Es ist ein clever ausgearbeiteter, bemerkenswerter Entwurf, sagt Platon Tinios, ein Ökonom und Spezialist für die Welt der griechischen Sozialversicherung, ironisch, aber anerkennend. "Die Troika wird einiges davon mögen. Es ist das erste Mal, dass in Europa eine solche Reform vorgelegt wird, die nicht alle Lasten einfach auf die jüngere Generation ablädt", erklärt Tinios, der an der Universität von Piräus lehrt. "Es könnte ein Präzedenzfall werden, etwas, das auch in Frankreich oder in Österreich angewandt wird."

System vereinheitlicht

Um mindestens 15 Prozent will die linksgeführte griechische Regierung die Pensionen jener kürzen, die dieses Jahr oder in den nächsten Jahren in Ruhestand gehen. Erstmals sollen in Griechenland ein einheitliches Berechnungssystem für Altersbezüge eingeführt und alle Pensionskassen fusioniert werden. Die derzeit gezahlten Altersbezüge werden neu berechnet und die Kürzungen nur drei Jahre lang, für die Zeit des laufenden Kreditprogramms, vom Staat durch Zahlungen ausgeglichen. Somit kann Arbeits- und Sozialminister Giorgos Katrougalos weiterhin behaupten, die einstige Anti-Sparkurs-Partei Syriza kürze keine bestehenden Pensionen.

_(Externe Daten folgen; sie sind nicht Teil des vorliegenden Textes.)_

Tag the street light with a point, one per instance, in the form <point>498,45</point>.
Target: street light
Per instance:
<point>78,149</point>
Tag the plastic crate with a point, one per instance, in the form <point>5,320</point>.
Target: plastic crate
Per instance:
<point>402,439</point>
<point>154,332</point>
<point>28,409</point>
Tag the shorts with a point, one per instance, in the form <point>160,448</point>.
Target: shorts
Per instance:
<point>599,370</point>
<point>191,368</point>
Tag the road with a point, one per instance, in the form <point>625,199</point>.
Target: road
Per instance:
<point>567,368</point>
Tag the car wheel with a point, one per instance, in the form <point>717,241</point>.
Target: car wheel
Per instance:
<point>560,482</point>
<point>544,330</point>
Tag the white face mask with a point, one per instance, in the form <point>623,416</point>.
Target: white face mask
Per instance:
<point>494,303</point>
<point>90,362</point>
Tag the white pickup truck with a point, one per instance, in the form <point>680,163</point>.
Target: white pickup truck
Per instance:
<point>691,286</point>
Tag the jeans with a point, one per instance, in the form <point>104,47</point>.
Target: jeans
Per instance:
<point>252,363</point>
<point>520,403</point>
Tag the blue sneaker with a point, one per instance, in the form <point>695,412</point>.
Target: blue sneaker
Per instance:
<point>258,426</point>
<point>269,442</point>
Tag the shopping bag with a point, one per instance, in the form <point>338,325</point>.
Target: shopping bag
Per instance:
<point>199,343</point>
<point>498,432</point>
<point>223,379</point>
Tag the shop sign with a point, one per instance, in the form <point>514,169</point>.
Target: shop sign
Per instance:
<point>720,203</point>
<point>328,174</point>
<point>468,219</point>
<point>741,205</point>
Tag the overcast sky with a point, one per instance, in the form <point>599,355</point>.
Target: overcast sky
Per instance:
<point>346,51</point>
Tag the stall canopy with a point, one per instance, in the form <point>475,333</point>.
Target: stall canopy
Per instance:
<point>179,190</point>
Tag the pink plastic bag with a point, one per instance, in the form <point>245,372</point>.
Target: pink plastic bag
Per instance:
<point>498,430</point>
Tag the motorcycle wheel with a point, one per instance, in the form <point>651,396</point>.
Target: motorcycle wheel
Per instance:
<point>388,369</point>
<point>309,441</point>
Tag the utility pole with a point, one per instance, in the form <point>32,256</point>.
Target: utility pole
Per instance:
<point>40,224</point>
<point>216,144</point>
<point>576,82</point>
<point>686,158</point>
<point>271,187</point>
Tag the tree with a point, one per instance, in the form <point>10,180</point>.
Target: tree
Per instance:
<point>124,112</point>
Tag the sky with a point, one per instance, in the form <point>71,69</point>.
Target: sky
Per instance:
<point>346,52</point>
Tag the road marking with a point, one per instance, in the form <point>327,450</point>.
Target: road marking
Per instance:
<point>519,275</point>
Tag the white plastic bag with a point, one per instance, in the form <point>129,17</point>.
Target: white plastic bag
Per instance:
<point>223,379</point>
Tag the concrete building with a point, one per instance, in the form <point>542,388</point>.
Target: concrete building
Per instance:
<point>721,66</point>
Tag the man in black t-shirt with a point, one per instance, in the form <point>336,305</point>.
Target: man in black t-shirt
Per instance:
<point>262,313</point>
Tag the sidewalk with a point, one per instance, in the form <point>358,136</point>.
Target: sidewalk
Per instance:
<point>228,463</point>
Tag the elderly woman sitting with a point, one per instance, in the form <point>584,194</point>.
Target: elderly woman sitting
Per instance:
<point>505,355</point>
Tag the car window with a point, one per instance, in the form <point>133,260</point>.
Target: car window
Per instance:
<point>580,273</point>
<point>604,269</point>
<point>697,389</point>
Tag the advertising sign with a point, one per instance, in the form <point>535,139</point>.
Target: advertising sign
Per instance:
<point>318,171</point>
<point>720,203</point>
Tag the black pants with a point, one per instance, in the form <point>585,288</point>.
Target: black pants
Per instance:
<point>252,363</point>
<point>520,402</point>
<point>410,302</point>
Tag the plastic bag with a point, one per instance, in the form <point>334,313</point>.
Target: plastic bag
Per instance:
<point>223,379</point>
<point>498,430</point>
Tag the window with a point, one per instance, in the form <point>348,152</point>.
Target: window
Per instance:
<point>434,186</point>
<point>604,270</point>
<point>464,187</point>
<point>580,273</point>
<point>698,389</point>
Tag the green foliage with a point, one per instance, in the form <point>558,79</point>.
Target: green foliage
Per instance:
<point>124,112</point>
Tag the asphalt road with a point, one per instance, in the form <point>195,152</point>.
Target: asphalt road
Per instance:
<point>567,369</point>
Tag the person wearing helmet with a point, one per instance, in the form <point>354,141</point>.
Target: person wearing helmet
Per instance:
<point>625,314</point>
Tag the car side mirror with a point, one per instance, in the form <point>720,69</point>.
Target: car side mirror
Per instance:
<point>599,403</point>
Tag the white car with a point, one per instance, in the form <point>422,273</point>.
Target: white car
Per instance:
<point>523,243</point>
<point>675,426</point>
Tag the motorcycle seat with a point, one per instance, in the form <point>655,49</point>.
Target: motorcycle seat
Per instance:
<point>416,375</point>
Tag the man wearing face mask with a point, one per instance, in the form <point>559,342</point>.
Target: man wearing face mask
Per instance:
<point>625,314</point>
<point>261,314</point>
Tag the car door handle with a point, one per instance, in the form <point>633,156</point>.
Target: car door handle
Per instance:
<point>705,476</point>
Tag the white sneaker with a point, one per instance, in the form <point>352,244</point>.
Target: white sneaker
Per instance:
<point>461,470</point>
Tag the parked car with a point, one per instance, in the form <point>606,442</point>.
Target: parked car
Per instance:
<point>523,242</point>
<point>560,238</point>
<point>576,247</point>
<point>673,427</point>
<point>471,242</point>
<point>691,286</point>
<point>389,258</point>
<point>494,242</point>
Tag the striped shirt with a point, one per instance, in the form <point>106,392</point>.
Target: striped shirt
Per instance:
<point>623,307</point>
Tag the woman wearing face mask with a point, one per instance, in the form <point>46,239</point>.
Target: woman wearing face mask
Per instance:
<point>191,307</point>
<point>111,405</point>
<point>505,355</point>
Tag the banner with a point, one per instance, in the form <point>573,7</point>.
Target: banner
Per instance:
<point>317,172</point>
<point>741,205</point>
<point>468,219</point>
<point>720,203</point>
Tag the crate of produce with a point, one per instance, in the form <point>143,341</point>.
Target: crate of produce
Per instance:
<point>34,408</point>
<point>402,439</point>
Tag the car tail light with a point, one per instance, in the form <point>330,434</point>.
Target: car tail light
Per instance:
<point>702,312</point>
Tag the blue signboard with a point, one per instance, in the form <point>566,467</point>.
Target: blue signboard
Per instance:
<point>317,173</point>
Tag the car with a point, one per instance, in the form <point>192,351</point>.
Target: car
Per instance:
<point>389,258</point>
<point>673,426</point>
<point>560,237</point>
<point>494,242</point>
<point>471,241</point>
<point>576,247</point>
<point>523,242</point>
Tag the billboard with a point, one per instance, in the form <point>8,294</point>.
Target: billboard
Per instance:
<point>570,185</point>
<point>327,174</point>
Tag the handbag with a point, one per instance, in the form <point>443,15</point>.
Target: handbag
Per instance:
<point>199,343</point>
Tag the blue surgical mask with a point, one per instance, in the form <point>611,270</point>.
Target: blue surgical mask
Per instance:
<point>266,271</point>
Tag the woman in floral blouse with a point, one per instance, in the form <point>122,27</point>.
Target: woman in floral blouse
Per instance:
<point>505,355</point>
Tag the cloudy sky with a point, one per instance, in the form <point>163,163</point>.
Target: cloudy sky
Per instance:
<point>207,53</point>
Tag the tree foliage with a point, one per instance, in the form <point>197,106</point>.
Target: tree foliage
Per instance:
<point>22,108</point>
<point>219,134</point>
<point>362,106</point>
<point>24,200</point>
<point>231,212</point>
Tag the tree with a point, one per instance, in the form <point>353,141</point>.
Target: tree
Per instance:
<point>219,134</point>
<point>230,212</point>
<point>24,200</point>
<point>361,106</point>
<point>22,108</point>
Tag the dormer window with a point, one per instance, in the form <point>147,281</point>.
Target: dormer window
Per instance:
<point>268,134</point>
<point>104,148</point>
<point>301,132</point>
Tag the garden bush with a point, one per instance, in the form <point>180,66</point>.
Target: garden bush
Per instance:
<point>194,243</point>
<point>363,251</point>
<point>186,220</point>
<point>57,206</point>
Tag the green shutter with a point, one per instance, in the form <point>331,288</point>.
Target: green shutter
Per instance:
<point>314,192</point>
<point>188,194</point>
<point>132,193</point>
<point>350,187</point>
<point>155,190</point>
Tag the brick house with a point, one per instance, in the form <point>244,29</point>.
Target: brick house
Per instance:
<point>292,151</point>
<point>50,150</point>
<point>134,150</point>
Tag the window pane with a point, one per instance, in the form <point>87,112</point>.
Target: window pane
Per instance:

170 Seiten lang ist Katrougalos' Entwurf für ein vereinheitlichtes Sozialversicherungssystem. Auch die "300-Euro-Pension", die seine Partei immer als Schreckgespenst hochgehalten hatte, gleichsam als Symbol unmoralischer Forderungen der Gläubiger, taucht in dem Reformkatalog auf: 384 Euro sind es jetzt; so viel soll die nationale Mindestpension für jene in Griechenland betragen, die nie sozialversichert waren.

Nochmalige Beitragserhöhung

Die Koalitionsregierung des linksgerichteten Kleinparteienbündnisses Syriza und der kleinen rechtspopulistischen Anel (Unabhängige Griechen) sandte am Montag ihr Konzept der Pensionsreform an die Kreditgeber. Eine Antwort stand am Freitag noch aus. "Unvernünftige oder unfaire Forderungen" werde er nicht akzeptieren, sagte Tsipras gleich im Voraus.

Um Einsparungen bei den Sozialversicherungen in Höhe von einem Prozent der Wirtschaftsleistung des Landes zu erreichen, will die Regierung auch die Beiträge nochmals erhöhen: Die Arbeitgeber sollen beim Gehalt vier Prozent für Pensionen zahlen, einen Prozentpunkt mehr; die Arbeitnehmer einen halben Punkt mehr, 3,5 Prozent. Den Geldgebern, die Athen einen dritten Rettungskredit gewährt hatten, könnte dies zu unternehmerfeindlich sein. Allerdings billigten die vier großen Arbeitgeberverbände in Griechenland am Donnerstag bei einer Runde mit Tsipras die Anhebung der Pensionsbeiträge.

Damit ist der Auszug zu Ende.